Guest Post By Chris von Nieda
Google Chrome is Google’s answer to Web Browsing. In this article I’ll tell you a little about the new browser, what I like and what I don’t like and provide a few related links you may find useful. Please help us make this article a valuable resource and submit your comments and opinions as well below!
Wikipedia describes it as a free web browser developed by Google. The name is derived from the graphical user interface frame, or “chrome”, of web browsers. A beta version for Microsoft Windows was released on 2 September 2008 in 43 languages. Google promotes it like this: “Google Chrome is a browser that combines a minimal design with sophisticated technology to make the web faster, safer, and easier.”
One of my main concerns with trying Chrome (and others shared my concern) was how much information Chrome sends back to Google about you or your web activities. Google’s own Matt Cutts wrote a great blog post that addresses that specific concern called: Preventing Paranoia, When does Google Chrome talk to Google.com
Here are the main features explained:
Each tab is a separate process: Unlike the other browsers each new tab you open runs individually of the others. That way if a page or web application crashes it doesn’t affect the other tabs. You just close the offending tab and continue browsing!
One box for search and web addresses: Google calls this “Omni box”. No longer do you search from one box and enter URL’s in another. You use the Omni box for everything INCLUDING running a search on Yahoo, Live.com or any other search engine. Just start typing Yahoo.com and then hit your tab key and you will see what I mean.
Home page: When you first open Chrome you see 9 thumbnails of your most recent or most regularly used websites. In addition to the right of that you’ll see links to recent bookmarks you created and a search box for Yahoo and Live Search
Dynamic tabs: Like the other browsers you can reorder the tabs by dragging them, however Chrome does it smoother. In addition you can drag a tab outside of Chrome (say to your desk top or other application) and Chrome will turn it in to its own window. You can also drag it back to the main application.

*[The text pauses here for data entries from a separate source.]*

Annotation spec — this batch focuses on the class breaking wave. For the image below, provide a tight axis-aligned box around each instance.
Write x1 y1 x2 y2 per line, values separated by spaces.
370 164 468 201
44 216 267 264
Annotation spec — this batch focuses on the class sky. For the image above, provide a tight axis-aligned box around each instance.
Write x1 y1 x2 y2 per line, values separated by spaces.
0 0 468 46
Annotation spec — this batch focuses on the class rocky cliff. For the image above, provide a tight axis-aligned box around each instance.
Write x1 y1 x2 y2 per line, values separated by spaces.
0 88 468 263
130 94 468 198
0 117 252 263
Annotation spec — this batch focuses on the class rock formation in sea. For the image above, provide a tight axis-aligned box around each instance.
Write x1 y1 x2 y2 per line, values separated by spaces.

Incognito mode: Apparently the other browsers are working on this feature as well but when in Incognito mode, pages you view in this window won’t appear in your browser history or search history, and they won’t leave other traces, like cookies, on your computer after you close the incognito window. Any files you download or bookmarks you create will be preserved, however.

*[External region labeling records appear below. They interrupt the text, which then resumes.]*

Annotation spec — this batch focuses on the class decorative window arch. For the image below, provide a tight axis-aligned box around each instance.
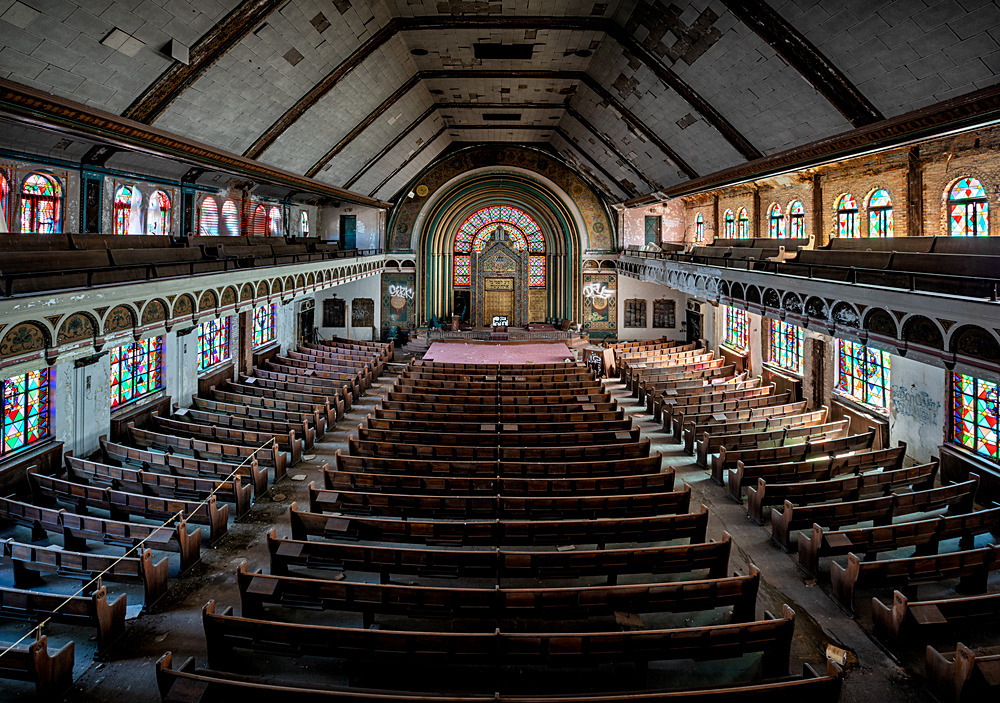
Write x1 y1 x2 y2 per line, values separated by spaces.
868 188 892 237
111 185 142 234
111 335 165 408
0 169 10 234
267 205 281 237
222 200 240 237
948 178 990 237
837 193 861 239
788 200 806 239
198 198 219 237
21 173 62 234
452 205 546 288
736 207 750 239
146 190 173 237
836 339 892 411
767 203 785 239
0 369 54 459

Task manager: Chrome has a built in task manager that shows information about each tabs resource usage. To see it just hit Ctrl + Esc.
Application Shortcuts: This one is very cool. Let’s say you use Gmail daily or another “web application”. Chrome gives you the ability to create a shortcut to that URL as a Favorite, Desktop shortcut or Quick launch bar in windows. But that’s not all, the reason they call it an application shortcut is because it creates a special browser window with no menu, address bar or tabs. It acts as an application would versus a webpage.

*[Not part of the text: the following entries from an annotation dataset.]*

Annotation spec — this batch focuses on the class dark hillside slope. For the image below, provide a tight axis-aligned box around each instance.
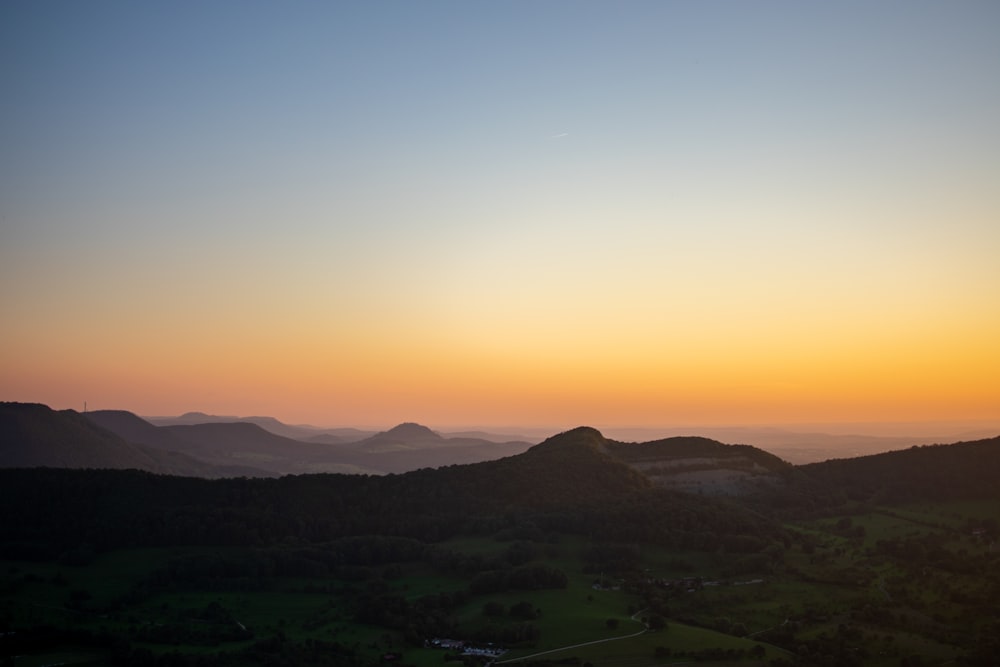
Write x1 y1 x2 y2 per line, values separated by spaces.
0 403 246 477
160 422 377 475
750 437 1000 517
0 429 780 557
608 436 791 495
0 403 158 470
799 437 1000 501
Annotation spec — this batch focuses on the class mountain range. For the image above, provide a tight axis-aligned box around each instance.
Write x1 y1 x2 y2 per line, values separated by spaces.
0 403 533 478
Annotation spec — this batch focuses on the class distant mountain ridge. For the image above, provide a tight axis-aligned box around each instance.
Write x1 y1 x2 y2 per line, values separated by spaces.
0 403 264 478
0 403 532 477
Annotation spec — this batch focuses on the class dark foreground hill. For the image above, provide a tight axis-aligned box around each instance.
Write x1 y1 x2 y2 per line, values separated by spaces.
0 428 779 553
751 437 1000 516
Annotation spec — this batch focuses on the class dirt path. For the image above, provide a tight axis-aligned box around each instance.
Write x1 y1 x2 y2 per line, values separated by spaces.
493 610 649 665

Faster bookmarking: Bookmark pages faster than ever. Just click the star Icon next to the Omni box. You can also create “folders” right on the bookmarks bar
Status bar Auto hides: In order to maximize the available space for viewing your web pages Chrome only shows the status bar along the bottom when needed, otherwise it auto hides.
Simpler downloads: When you download a file from a website, the downloads bar appears at the bottom of the tab where you can monitor the progress of your downloading file. The file button indicates how much time remains for the download. An arrow appears in the tab to signify a download in progress. Once the download is complete you can drag it to your desktop, open it or save it with one click.
What are the pros and cons of Google Chrome?
|Tabs load and switch very fast||It doesn’t show page titles at the top (or anywhere)|
|Chrome makes searching other search engines fast and easy||There currently is no support for add-ons|
|Chrome opens fast and overall performance is excellent||There are no skins currently available to change the color scheme except the default light blue however I’m guessing this will change.|
|Open Source so other browsers can learn from it||No support for Google toolbar as of yet|
|Has “saved username/password” feature to quickly view or look up login details for various sites|
Link Building and SEO with Chrome:
So what does all this mean for SEO and Link Building? Google claims if your web pages look ok in Opera they will look ok in Chrome so don’t run out and revamp your entire site. However, Interest is high with Chrome so you if you are a website owner or Webmaster you may want to start testing your site(s) in Chrome and read Google Chrome FAQ for Webmasters
For all you Link Builders out there…Chrome does not currently support the Google Toolbar (crazy huh?) and all the valuable add-ons Firefox supports that we all have come to love and use daily so don’t go uninstalling Firefox yet because I’m sure it’s coming. In the mean time here is a very fast and easy work around for adding some Link building/SEO tools to Chrome similar to what is available in Firefox: Google Toolbar for Google Chrome
Overall I like Chrome and I think it will become a major player in the browser space. Tell us what you think about it?